Passengers with bicycles wait to board Caltrain. Photo: Bryan Goebel

As Caltrain celebrates 150 years of continuous passenger rail service between San Francisco and San Jose this year, transit planners are finally preparing to modernize the service by converting from diesel to electric trains. This transition, which Caltrain aims to complete by 2019, will reduce travel times for passengers because electric trains can accelerate and decelerate much more quickly. A typical all-stops local train trip from San Francisco would be reduced from about 90 minutes to 80 minutes.

Caltrain has long promoted electrification of the passenger rail line because electric trains are cheaper to operate and maintain — and because faster service will attract more riders and bring in more revenue. But one very important technical detail was missing from the agency’s plans until recently: Level boarding.

Currently, passengers need 55 seconds at each station, on average, to get on and off the newer two-step Bombardier train cars. The electric trains set to be purchased in 2015 will also include two steps unless the platforms at all 25 stations between San Francisco and Tamien in San Jose (the section planned to be electrified) are re-constructed 17 inches higher than they are today.

Level platforms would allow large groups and passengers with bulky items such as bicycles, strollers, suitcases, and wheelchairs to board more quickly. That would save at least 15 seconds per station, shaving an additional five minutes from the all-stops San Francisco-to-San Jose trip.

Gap Filler Steps on German Train

Caltrain could meet ADA requirements for level boarding with "gap filler steps" that deploy automatically at stops, but only if its platforms are constructed about 17 inches higher. Image: Clem Tillier

“Level boarding is just faster,” said Clem Tillier, editor of the Caltrain High Speed Rail Compatibility blog. ”On the basis of trip time, level boarding is at least 50 percent as effective [as electrification] and it will be far cheaper.”

It would also help improve transfers between all the transit services that connect to Caltrain, including BART, Muni, SamTrans, and VTA, as well as shuttles to employers in Silicon Valley. ”It makes for predictable dwell times,” Tillier explained. “The transfers to other transit systems will be much more effective since you don’t have to add so much padding to the schedule to make sure that you make those transfers.”

Caltrain Wheelchair

A passenger in a wheelchair boards Caltrain. Photo: Friends of Caltrain

Stairs are also a safety hazard, especially when getting off the train, and they create an obvious accessibility problem for the elderly and the physically challenged.

State lawmakers allocated $600 million from the California High Speed Rail project to Caltrain in July 2012, providing nearly half of the $1.5 billion cost of the Caltrain electrification project. The agency is now tasked with designing the electrification infrastructure and choosing which trains to purchase in 2015.

“That $1.5 billion program does not include money for level boarding,” said Caltrain Modernization Program Executive Officer Marion Lee. ”There’s a lot of benefits to it, we haven’t quantified any of those yet.
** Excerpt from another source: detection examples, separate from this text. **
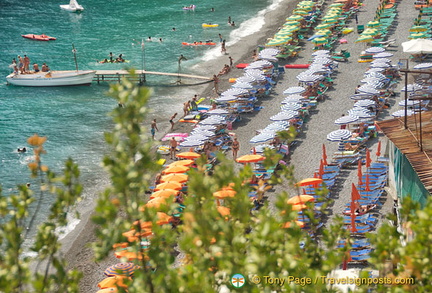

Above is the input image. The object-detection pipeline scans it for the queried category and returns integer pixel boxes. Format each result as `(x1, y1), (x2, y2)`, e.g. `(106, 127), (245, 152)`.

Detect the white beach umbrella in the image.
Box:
(357, 85), (379, 95)
(392, 109), (414, 117)
(281, 103), (302, 111)
(207, 109), (229, 115)
(259, 48), (280, 55)
(370, 59), (391, 68)
(398, 100), (420, 107)
(354, 100), (375, 108)
(215, 95), (238, 103)
(221, 88), (249, 96)
(180, 140), (206, 147)
(236, 74), (257, 83)
(270, 110), (298, 121)
(335, 115), (359, 124)
(348, 107), (375, 118)
(401, 83), (422, 92)
(283, 86), (306, 95)
(413, 63), (432, 70)
(365, 47), (385, 54)
(372, 52), (393, 59)
(249, 132), (276, 143)
(232, 82), (254, 90)
(350, 93), (374, 101)
(254, 144), (274, 154)
(327, 129), (352, 141)
(371, 58), (391, 64)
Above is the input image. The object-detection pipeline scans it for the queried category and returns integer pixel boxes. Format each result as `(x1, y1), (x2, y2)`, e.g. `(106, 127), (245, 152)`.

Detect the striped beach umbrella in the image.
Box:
(335, 115), (359, 124)
(327, 129), (352, 141)
(365, 47), (385, 54)
(104, 262), (141, 277)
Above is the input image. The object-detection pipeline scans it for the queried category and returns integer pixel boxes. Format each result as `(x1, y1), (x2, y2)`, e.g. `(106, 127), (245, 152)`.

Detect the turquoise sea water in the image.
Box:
(0, 0), (282, 228)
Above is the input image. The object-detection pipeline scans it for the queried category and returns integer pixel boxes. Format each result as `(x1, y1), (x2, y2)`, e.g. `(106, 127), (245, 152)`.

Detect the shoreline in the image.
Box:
(61, 0), (300, 292)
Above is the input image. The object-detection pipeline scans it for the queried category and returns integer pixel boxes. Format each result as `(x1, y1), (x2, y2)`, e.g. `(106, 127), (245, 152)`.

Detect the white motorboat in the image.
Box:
(6, 70), (96, 87)
(60, 0), (84, 12)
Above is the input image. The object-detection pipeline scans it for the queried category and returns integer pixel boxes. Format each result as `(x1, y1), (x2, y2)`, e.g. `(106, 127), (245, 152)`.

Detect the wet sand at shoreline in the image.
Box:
(64, 0), (418, 292)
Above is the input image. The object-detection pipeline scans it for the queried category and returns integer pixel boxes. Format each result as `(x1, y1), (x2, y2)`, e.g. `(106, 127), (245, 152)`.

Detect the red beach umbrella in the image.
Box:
(323, 144), (328, 166)
(376, 141), (381, 157)
(350, 202), (357, 233)
(366, 148), (372, 168)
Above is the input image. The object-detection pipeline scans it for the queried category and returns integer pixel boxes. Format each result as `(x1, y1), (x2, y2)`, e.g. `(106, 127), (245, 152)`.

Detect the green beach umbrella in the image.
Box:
(367, 20), (381, 27)
(312, 38), (328, 45)
(408, 33), (427, 40)
(315, 23), (332, 30)
(354, 36), (373, 43)
(285, 15), (303, 21)
(410, 25), (428, 32)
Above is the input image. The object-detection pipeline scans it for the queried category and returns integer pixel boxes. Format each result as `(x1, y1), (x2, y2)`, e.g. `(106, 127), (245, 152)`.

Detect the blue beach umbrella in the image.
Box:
(392, 110), (415, 117)
(327, 129), (352, 141)
(283, 86), (306, 95)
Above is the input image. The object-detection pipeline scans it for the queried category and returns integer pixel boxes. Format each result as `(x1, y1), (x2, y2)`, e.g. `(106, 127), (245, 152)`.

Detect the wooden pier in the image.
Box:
(93, 70), (213, 84)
Whatever decisions that we make about level boarding will have a link to the type of trains we purchase.”

Caltrain also faces regulatory hurdles to level boarding. New passenger rail systems must include level boarding, a requirement of the Americans with Disabilities Act, but Caltrain is exempt due to older regulations governing freight rail, which still operates on its tracks. The California Public Utilities Commission General Order 26-D actually prevents level boarding from being implemented because it specifies setbacks between the platforms and freight trains in order to ensure the ability to transport large items extending over the sides of a train, such as airplanes, tanks, tractors, and other industrial equipment.

Large Rail Freight Items

California Public Utilities Commission General Order 26-D prevents level boarding on rail lines shared with freight, such as Caltrain, to allow wide items to be shipped. Image: Clem Tillier

Fortunately, this type of freight isn’t transported on the Caltrain tracks due to the lack of large manufacturing or agricultural facilities in San Francisco or the Peninsula. But General Order 26-D still applies to all lines that carry any freight in California. A waiver to exempt Caltrain from this requirement would need to be granted by the California Public Utilities Commission, which the rail companies (Southern Pacific and BNSF) might oppose since their priority is to maintain maximum flexibility for freight operations.
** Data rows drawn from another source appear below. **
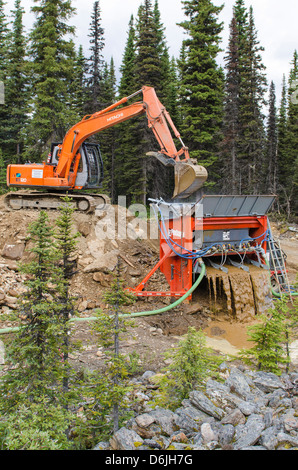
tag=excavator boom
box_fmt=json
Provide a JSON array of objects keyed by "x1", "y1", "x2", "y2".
[{"x1": 7, "y1": 86, "x2": 207, "y2": 210}]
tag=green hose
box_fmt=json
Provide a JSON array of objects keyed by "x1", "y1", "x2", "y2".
[{"x1": 0, "y1": 261, "x2": 206, "y2": 335}]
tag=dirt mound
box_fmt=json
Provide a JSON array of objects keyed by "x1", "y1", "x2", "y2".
[{"x1": 0, "y1": 196, "x2": 298, "y2": 370}]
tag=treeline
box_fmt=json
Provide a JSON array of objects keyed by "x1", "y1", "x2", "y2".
[{"x1": 0, "y1": 0, "x2": 298, "y2": 218}]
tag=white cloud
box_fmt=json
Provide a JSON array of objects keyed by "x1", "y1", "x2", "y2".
[{"x1": 6, "y1": 0, "x2": 298, "y2": 104}]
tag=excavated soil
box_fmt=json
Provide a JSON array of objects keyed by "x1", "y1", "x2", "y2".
[{"x1": 0, "y1": 193, "x2": 298, "y2": 370}]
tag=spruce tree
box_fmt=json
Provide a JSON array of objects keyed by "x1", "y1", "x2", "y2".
[
  {"x1": 263, "y1": 82, "x2": 277, "y2": 194},
  {"x1": 135, "y1": 0, "x2": 173, "y2": 204},
  {"x1": 235, "y1": 4, "x2": 267, "y2": 194},
  {"x1": 115, "y1": 16, "x2": 142, "y2": 206},
  {"x1": 55, "y1": 195, "x2": 79, "y2": 391},
  {"x1": 86, "y1": 1, "x2": 105, "y2": 114},
  {"x1": 221, "y1": 14, "x2": 240, "y2": 194},
  {"x1": 283, "y1": 50, "x2": 298, "y2": 217},
  {"x1": 0, "y1": 0, "x2": 10, "y2": 158},
  {"x1": 0, "y1": 211, "x2": 62, "y2": 406},
  {"x1": 277, "y1": 75, "x2": 288, "y2": 211},
  {"x1": 27, "y1": 0, "x2": 77, "y2": 158},
  {"x1": 85, "y1": 261, "x2": 134, "y2": 437},
  {"x1": 180, "y1": 0, "x2": 224, "y2": 185},
  {"x1": 2, "y1": 0, "x2": 30, "y2": 163},
  {"x1": 98, "y1": 58, "x2": 119, "y2": 203},
  {"x1": 71, "y1": 45, "x2": 87, "y2": 120}
]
Having been lobbied for months by the advocacy group Friends of Caltrain, the agency finally stated in late September that level boarding is one of its goals for the electrification project. Funds to re-construct the platforms could be generated with a November 2016 ballot measure. Before that happens, though, the travel time benefits and construction cost would have to be accurately assessed, and the regulatory hurdles would have to be overcome.